Material and methods: The prospective cohort study included all women with unilateral breast cancer before the age of 45 who participated in a genetic counseling program during their primary diagnostics in the Central Denmark Region (2013–2018). Each patient was followed from the time of the genetic test result to the end of follow-up to estimate the long-term uptake of CPM as a competing risk-adjusted cumulative incidence. We compared the uptake of CPM between the various genetic risk categories, ages of onset, and family histories in a multivariable Cox proportional hazards regression model, reporting hazard ratios (HR) with two-sided 95% confidence intervals (CIs).
Results: 156 females, aged 21–44, learned their genetic test result within a median of 92 days [interquartile range (IQR): 75–114]. The maximal follow-up was 3.8 years (median 1.8; IQR: 0.49–2.5), after which 33% (95% CI: 24–42%) of the patients had undergone CPM. The uptake of CPM was inversely associated with the age of onset (HR 0.92; 95% CI: 0.86–0.98) and significantly higher among BRCA carriers (HR 2.9; 95% CI: 1.3–6.8) and patients from the high risk of breast cancer families (HR 5.6; 95% CI: 1.9–16) compared to the lower genetic risk categories.
Conclusion: The risk stratification obtained through genetic counseling had a considerable impact on the surgical decision-making among younger women with breast cancer at long-term follow-up.
Introduction
Contralateral prophylactic mastectomy (CPM) after unilateral breast cancer has seen a steady rise worldwide with the highest increase in the younger age groups [Citation1–Citation4]. Although the trend has been particularly well-documented in North America, less is known for Europe during the same period [Citation5,Citation6].
The uptake of CPM is affected by multiple factors such as age, family history, genetic test results, personality traits, and the surgical options and recommendations [Citation7–Citation9]. CPM reduces the risk of contralateral breast cancer by about 95%, whereas its impact on long-term survival is unsettled [Citation10]. Carriers of pathogenic variants in BRCA1 or BRCA2 demonstrate improved long-term survival after CPM [Citation11]. For non-BRCA carriers the greatest survival benefit is expected to be in those with a good breast cancer prognosis, a low mortality risk of other causes, and a high risk of contralateral breast cancer [Citation12]. Younger women with a strong family history of breast cancer who test negative for pathogenic variants in BRCA1 or BRCA2 still face a considerable risk of contralateral breast cancer [Citation13].

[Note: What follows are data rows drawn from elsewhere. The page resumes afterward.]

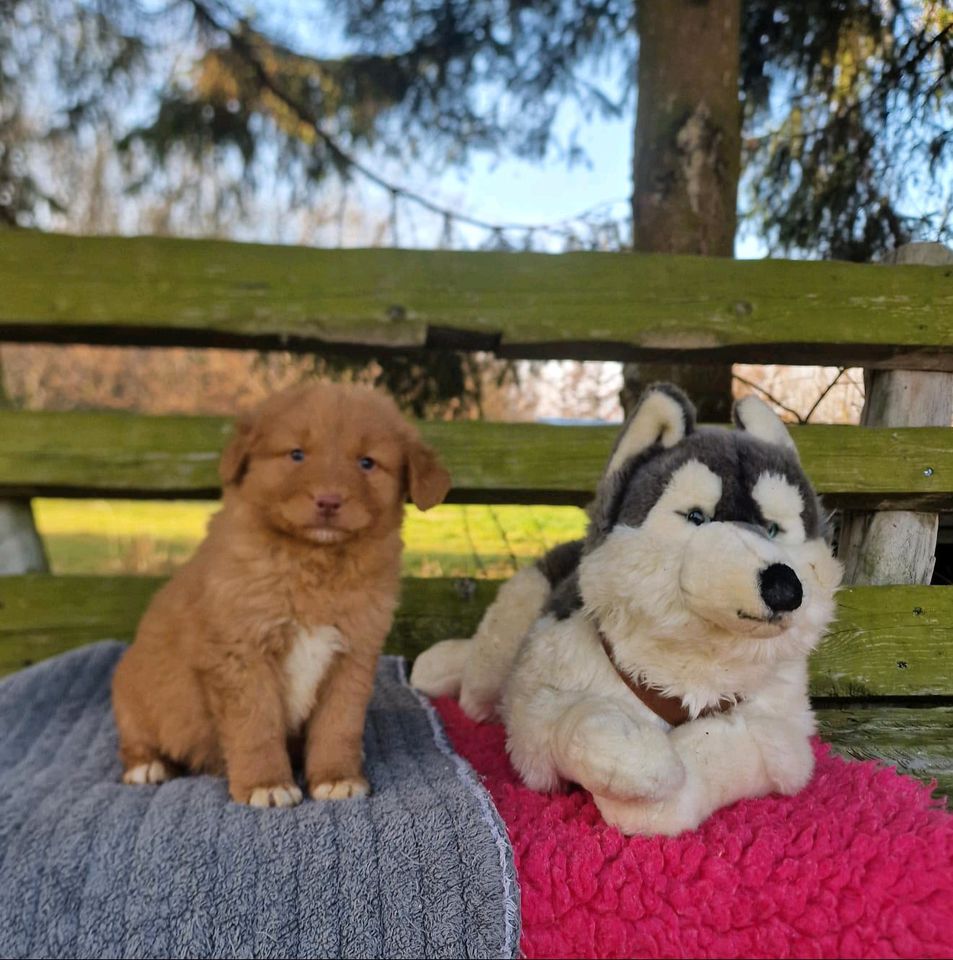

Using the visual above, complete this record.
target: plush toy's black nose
[758,563,804,613]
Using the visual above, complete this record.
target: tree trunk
[0,360,49,576]
[623,0,741,421]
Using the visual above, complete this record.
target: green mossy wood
[0,231,953,370]
[0,411,953,509]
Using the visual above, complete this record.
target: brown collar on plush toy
[596,627,741,727]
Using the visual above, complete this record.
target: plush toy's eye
[685,507,708,527]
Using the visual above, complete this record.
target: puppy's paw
[122,760,172,785]
[310,777,371,800]
[248,783,301,807]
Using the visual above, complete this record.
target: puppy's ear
[732,397,797,457]
[605,383,695,479]
[218,414,254,487]
[406,431,450,510]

Preoperative genetic testing for pathogenic variants in BRCA1 or BRCA2 is known to affect surgical decision-making among newly diagnosed breast cancer patients [Citation14]. To identify BRCA carriers prior to their definitive surgery, genetic counseling was introduced into the primary diagnostic work-up for eligible women in the Central Denmark Region in 2013. The aim was to avoid breast-conserving surgery in high-risk patients and in case of high risk to offer the possibility of mastectomy with immediate reconstruction. To be eligible, the woman should have a personal and/or family history meeting the national guideline criteria for genetic counseling such as breast cancer before 40 years of age, pre-menopausal triple negative or bilateral breast cancer, or a family history suggestive of hereditary breast and ovarian cancer. The genetic counseling comprised genetic testing for pathogenic variants in BRCA1 or BRCA2 and a pedigree-based familial risk assessment.

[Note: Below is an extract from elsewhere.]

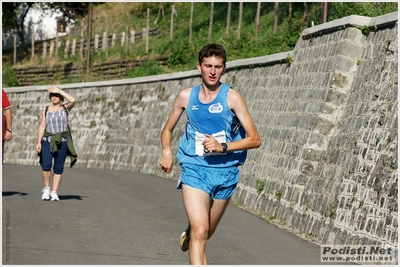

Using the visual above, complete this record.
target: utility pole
[86,3,92,81]
[322,2,329,23]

International guidelines agree that patients should be counseled about their future contralateral breast cancer risk, but there are no general recommendations about CPM for non-BRCA carriers [Citation12,Citation15]. We identified a need to evaluate how the risk stratification obtained through genetic counseling affected the long-term uptake of CPM among younger women with breast cancer.
Material and methods
Study population
Women were recruited from the Department of Clinical Genetics, Aarhus University Hospital, in the period 1 January 2013 to 31 May 2018. The department has the entire Central Denmark Region as catchment area (approximately 1.3 million inhabitants).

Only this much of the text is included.